A decision table is a description of a set of rules as a CSV (comma separated values) file. Such a file can be edited / generated by a spreadsheet (Excel, Google spreadsheets, Gnumeric, …)
Disclaimer
The decision / CSV table system is no replacement for full rule engines with forward and backward chaining, RETE implementation and the like...
Usage
The following CSV file
in:topic,in:region,out:team_member sports,europe,Alice sports,,Bob finance,america,Charly finance,europe,Donald finance,,Ernest politics,asia,Fujio politics,america,Gilbert politics,,Henry ,,Zach
embodies a rule for distributing items (piece of news) labelled with a topic and a region to various members of a team. For example, all news about finance from Europe are to be routed to Donald.

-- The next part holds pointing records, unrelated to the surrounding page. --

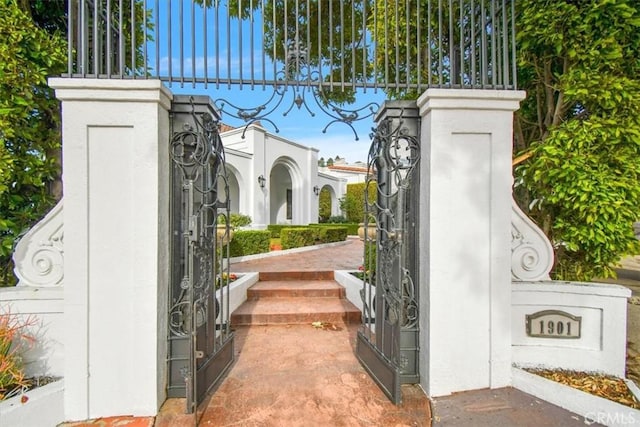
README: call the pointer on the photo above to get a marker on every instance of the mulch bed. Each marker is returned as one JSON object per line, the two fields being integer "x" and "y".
{"x": 606, "y": 386}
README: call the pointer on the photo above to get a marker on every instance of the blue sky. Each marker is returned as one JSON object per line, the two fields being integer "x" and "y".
{"x": 230, "y": 51}
{"x": 298, "y": 125}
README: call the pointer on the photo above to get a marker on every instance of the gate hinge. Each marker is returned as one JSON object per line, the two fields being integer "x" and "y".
{"x": 193, "y": 228}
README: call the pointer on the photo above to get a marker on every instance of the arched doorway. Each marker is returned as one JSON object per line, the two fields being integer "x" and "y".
{"x": 233, "y": 180}
{"x": 285, "y": 204}
{"x": 326, "y": 203}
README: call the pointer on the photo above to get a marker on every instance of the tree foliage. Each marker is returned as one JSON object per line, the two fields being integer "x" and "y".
{"x": 323, "y": 40}
{"x": 580, "y": 129}
{"x": 29, "y": 119}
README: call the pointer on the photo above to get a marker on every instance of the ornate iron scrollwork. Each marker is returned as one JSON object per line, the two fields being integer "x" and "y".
{"x": 387, "y": 344}
{"x": 296, "y": 78}
{"x": 199, "y": 327}
{"x": 394, "y": 154}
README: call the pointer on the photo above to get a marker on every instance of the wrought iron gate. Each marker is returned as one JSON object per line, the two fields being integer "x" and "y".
{"x": 387, "y": 343}
{"x": 200, "y": 338}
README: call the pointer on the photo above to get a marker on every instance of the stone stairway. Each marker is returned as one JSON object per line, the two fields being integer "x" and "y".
{"x": 303, "y": 297}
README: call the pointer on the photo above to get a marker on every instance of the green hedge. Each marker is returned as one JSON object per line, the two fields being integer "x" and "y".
{"x": 276, "y": 228}
{"x": 297, "y": 237}
{"x": 352, "y": 227}
{"x": 329, "y": 233}
{"x": 249, "y": 242}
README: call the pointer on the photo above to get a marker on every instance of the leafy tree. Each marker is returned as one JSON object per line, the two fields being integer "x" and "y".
{"x": 28, "y": 125}
{"x": 322, "y": 35}
{"x": 579, "y": 129}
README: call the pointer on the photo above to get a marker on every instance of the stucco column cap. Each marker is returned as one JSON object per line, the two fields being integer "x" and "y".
{"x": 114, "y": 90}
{"x": 469, "y": 99}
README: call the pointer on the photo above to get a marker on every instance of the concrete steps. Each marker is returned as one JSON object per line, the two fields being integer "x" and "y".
{"x": 290, "y": 298}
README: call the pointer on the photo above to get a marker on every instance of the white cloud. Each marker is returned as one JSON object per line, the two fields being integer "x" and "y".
{"x": 334, "y": 144}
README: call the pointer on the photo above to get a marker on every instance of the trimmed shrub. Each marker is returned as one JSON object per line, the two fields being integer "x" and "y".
{"x": 352, "y": 227}
{"x": 249, "y": 242}
{"x": 275, "y": 229}
{"x": 235, "y": 220}
{"x": 353, "y": 202}
{"x": 335, "y": 234}
{"x": 327, "y": 233}
{"x": 297, "y": 237}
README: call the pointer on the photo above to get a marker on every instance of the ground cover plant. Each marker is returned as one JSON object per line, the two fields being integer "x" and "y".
{"x": 14, "y": 341}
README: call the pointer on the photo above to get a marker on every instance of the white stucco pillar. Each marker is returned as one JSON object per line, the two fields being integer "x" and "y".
{"x": 465, "y": 242}
{"x": 116, "y": 228}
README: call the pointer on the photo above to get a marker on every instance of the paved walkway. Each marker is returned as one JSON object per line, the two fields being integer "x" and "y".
{"x": 334, "y": 256}
{"x": 301, "y": 376}
{"x": 502, "y": 407}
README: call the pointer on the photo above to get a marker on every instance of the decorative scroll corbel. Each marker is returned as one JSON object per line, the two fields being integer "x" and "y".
{"x": 531, "y": 252}
{"x": 39, "y": 254}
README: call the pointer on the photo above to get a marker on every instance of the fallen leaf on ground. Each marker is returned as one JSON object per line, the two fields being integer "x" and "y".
{"x": 606, "y": 386}
{"x": 327, "y": 326}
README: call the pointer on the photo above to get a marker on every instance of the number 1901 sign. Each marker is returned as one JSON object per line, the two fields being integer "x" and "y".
{"x": 553, "y": 324}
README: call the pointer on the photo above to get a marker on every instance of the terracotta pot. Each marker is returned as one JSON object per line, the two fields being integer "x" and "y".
{"x": 371, "y": 231}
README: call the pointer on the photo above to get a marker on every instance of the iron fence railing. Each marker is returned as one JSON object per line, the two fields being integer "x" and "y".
{"x": 339, "y": 45}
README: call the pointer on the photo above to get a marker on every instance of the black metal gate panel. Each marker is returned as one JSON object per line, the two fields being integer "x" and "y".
{"x": 387, "y": 344}
{"x": 200, "y": 338}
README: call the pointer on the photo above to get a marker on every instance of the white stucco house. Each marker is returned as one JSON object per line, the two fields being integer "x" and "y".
{"x": 278, "y": 181}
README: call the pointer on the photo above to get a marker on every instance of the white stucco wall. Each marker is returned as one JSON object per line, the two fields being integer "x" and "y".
{"x": 116, "y": 186}
{"x": 602, "y": 308}
{"x": 261, "y": 153}
{"x": 465, "y": 297}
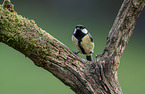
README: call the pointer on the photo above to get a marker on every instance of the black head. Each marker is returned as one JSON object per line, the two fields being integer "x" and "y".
{"x": 80, "y": 26}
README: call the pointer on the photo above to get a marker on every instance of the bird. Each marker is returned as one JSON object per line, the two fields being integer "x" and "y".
{"x": 83, "y": 41}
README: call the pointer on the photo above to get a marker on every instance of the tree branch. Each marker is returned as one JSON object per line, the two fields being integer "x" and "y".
{"x": 84, "y": 77}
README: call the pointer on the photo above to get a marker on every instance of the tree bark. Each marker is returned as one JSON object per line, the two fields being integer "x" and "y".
{"x": 82, "y": 76}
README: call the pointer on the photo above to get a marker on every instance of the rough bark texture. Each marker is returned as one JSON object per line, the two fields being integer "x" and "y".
{"x": 84, "y": 77}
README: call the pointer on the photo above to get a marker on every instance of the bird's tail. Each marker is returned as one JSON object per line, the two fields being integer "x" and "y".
{"x": 89, "y": 57}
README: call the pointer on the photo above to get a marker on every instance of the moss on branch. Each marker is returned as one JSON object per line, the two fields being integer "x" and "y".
{"x": 84, "y": 77}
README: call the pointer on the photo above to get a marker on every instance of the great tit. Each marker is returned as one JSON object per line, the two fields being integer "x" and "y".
{"x": 83, "y": 41}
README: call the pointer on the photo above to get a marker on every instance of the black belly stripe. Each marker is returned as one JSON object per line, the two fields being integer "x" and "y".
{"x": 82, "y": 49}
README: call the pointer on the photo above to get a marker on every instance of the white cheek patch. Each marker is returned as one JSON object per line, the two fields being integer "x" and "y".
{"x": 74, "y": 31}
{"x": 85, "y": 31}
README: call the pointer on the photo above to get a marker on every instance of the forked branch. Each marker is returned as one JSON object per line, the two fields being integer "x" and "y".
{"x": 84, "y": 77}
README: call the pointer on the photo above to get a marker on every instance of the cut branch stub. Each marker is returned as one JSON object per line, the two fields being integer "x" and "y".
{"x": 84, "y": 77}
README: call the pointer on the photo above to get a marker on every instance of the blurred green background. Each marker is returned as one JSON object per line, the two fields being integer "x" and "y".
{"x": 18, "y": 74}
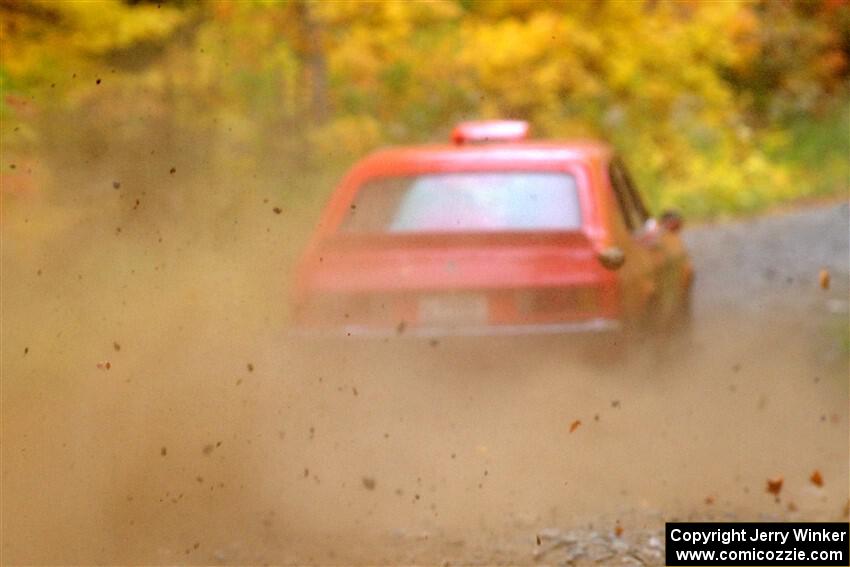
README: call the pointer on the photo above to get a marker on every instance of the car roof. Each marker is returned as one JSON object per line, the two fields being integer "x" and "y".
{"x": 404, "y": 157}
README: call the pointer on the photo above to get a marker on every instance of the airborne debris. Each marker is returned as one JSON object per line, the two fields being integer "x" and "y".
{"x": 823, "y": 278}
{"x": 774, "y": 485}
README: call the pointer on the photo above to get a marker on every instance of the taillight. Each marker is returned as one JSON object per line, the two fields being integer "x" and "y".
{"x": 576, "y": 300}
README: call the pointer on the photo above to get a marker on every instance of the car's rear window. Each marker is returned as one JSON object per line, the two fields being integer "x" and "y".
{"x": 466, "y": 202}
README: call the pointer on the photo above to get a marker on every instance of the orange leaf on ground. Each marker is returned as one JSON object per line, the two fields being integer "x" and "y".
{"x": 774, "y": 485}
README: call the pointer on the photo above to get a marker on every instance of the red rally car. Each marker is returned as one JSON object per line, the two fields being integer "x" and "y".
{"x": 492, "y": 234}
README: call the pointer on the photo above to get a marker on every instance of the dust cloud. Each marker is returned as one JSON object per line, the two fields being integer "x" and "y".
{"x": 156, "y": 410}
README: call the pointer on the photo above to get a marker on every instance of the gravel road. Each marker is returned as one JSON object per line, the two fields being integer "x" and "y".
{"x": 204, "y": 440}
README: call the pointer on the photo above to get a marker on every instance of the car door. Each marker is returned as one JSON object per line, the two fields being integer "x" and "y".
{"x": 641, "y": 278}
{"x": 663, "y": 247}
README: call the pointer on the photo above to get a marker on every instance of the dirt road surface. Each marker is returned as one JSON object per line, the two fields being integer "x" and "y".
{"x": 155, "y": 412}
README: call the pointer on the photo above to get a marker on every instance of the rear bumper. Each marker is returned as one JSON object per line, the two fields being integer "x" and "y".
{"x": 589, "y": 326}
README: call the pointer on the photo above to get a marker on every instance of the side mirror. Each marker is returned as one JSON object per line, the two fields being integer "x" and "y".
{"x": 671, "y": 220}
{"x": 611, "y": 258}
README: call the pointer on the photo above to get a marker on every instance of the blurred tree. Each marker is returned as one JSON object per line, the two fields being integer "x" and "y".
{"x": 718, "y": 106}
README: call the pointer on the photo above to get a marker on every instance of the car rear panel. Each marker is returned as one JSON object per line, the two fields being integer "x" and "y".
{"x": 456, "y": 289}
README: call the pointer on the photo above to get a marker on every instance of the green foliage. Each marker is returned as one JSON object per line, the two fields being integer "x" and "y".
{"x": 717, "y": 107}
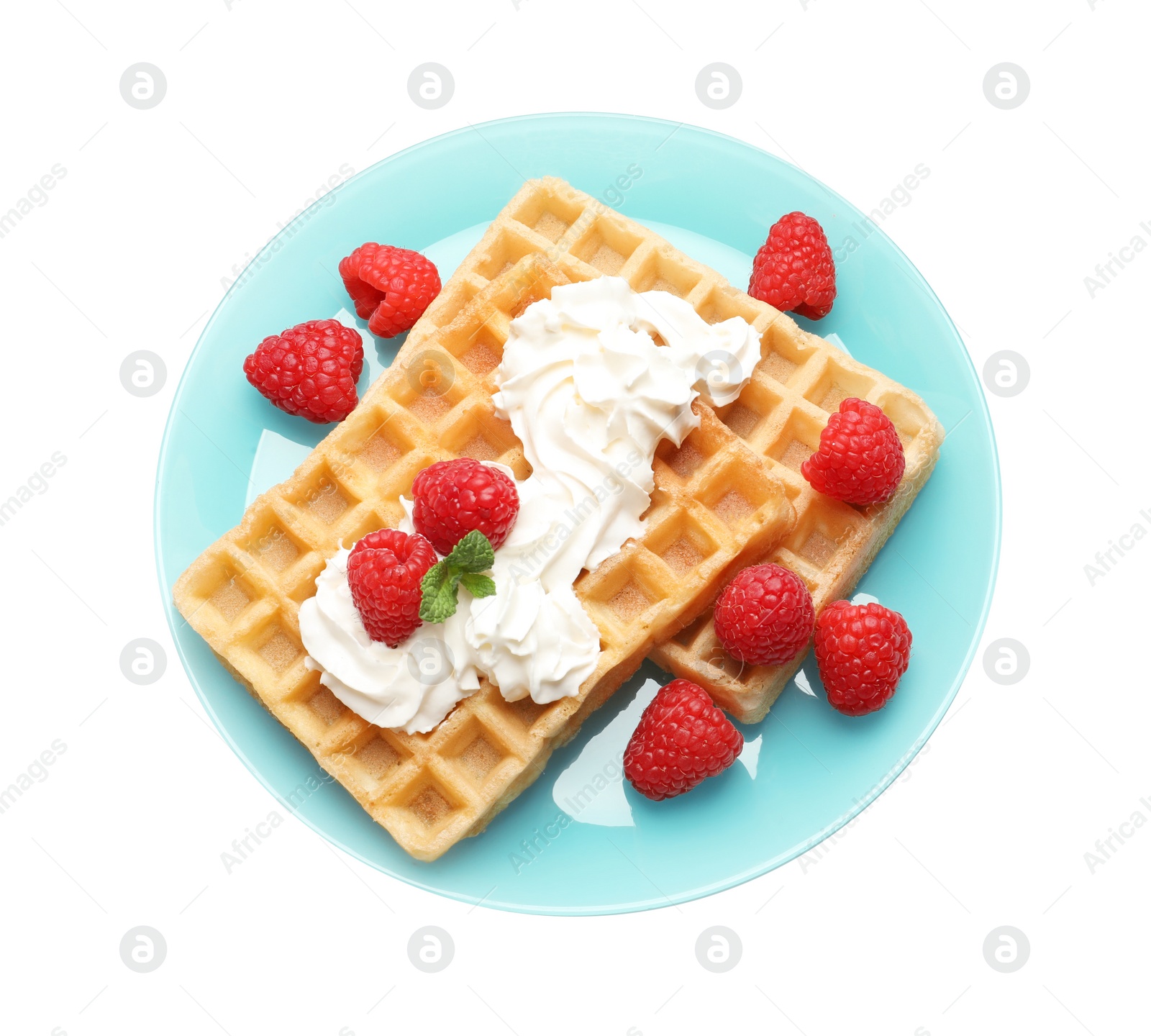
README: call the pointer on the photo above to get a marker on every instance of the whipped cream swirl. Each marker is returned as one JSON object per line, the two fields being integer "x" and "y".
{"x": 591, "y": 393}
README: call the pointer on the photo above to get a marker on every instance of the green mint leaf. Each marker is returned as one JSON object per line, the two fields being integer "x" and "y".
{"x": 440, "y": 586}
{"x": 472, "y": 554}
{"x": 439, "y": 593}
{"x": 478, "y": 586}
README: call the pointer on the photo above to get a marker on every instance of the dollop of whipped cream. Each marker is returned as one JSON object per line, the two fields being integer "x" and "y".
{"x": 591, "y": 394}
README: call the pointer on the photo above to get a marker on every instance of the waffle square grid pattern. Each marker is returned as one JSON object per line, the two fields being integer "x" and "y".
{"x": 798, "y": 383}
{"x": 429, "y": 791}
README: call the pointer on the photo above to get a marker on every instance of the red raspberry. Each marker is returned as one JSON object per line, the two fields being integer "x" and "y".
{"x": 765, "y": 616}
{"x": 391, "y": 287}
{"x": 861, "y": 650}
{"x": 310, "y": 371}
{"x": 794, "y": 268}
{"x": 860, "y": 458}
{"x": 385, "y": 570}
{"x": 452, "y": 498}
{"x": 682, "y": 740}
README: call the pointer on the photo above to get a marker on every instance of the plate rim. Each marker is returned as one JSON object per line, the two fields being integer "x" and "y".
{"x": 698, "y": 891}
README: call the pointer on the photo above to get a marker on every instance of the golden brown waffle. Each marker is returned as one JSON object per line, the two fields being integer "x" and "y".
{"x": 243, "y": 593}
{"x": 798, "y": 383}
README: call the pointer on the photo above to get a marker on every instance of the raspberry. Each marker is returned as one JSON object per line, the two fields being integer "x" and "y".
{"x": 385, "y": 570}
{"x": 860, "y": 458}
{"x": 391, "y": 287}
{"x": 682, "y": 740}
{"x": 765, "y": 616}
{"x": 454, "y": 498}
{"x": 861, "y": 650}
{"x": 794, "y": 268}
{"x": 310, "y": 371}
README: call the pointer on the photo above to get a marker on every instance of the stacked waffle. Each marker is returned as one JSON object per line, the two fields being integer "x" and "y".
{"x": 716, "y": 506}
{"x": 799, "y": 381}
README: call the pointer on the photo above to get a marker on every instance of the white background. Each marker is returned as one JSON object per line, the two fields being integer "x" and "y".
{"x": 884, "y": 932}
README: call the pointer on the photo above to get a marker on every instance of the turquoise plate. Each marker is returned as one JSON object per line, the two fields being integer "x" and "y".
{"x": 581, "y": 840}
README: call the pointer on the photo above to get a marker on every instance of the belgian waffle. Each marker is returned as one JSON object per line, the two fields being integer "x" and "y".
{"x": 715, "y": 504}
{"x": 799, "y": 381}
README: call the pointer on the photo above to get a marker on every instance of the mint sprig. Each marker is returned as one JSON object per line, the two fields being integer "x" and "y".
{"x": 466, "y": 563}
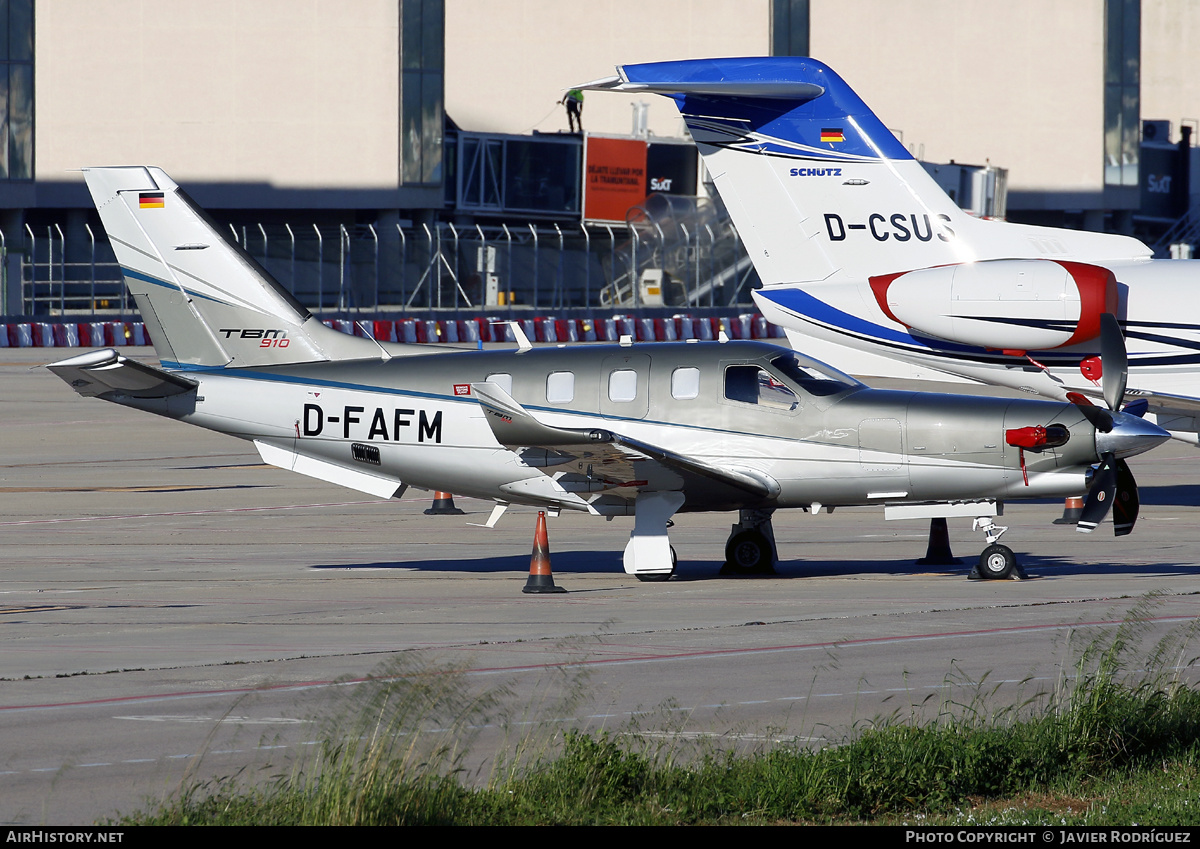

Evaluation occurs row by row. The “in out” row states which field is considered at input and which are to be modified if the “ins” do match.
The default behaviour is to change the value of the “outs” if all the “ins” match and then terminate. An empty “in” cell means “matches any”.
Enough words, some code :
require 'rufus/decision'
table = Rufus::Decision::Table.new(%{
in:topic,in:region,out:team_member
sports,europe,Alice
sports,,Bob
finance,america,Charly
finance,europe,Donald
finance,,Ernest
politics,asia,Fujio
politics,america,Gilbert
politics,,Henry
,,Zach
})
h = {}
h["topic"] = "politics"
table.transform!(h)
puts h["team_member"]
# will yield "Henry" who takes care of all the politics stuff,
# except for Asia and America
’>’, ’>=’, ’<’ and ’<=’ can be put in front of individual cell values :
table = Rufus::Decision::Table.new(%{
,
in:fx, out:fy
,
>100,a
>=10,b
,c
})
h = { 'fx' => '10' }
h = table.transform(h)
p h # => { 'fx' => '10', 'fy' => 'b' }
Such comparisons are done after the elements are transformed to float numbers. By default, non-numeric arguments will get compared as Strings.
transform and transform!
The method transform! acts directly on its parameter hash, the method transform will act on a copy of it. Both methods return their transformed hash.
[ruby] ranges
Ruby-like ranges are also accepted in cells.
in:f0,out:result , 0..32,low 33..66,medium 67..100,high
will set the field ‘result’ to ‘low’ for f0 => 24
Options
You can put options on their own in a cell BEFORE the line containing “in:xxx” and “out:yyy” (ins and outs).
Three options are supported, “ignorecase”, “through” and “accumulate”.
- “ignorecase”, if found by the decision table will make any match (in the “in” columns) case unsensitive.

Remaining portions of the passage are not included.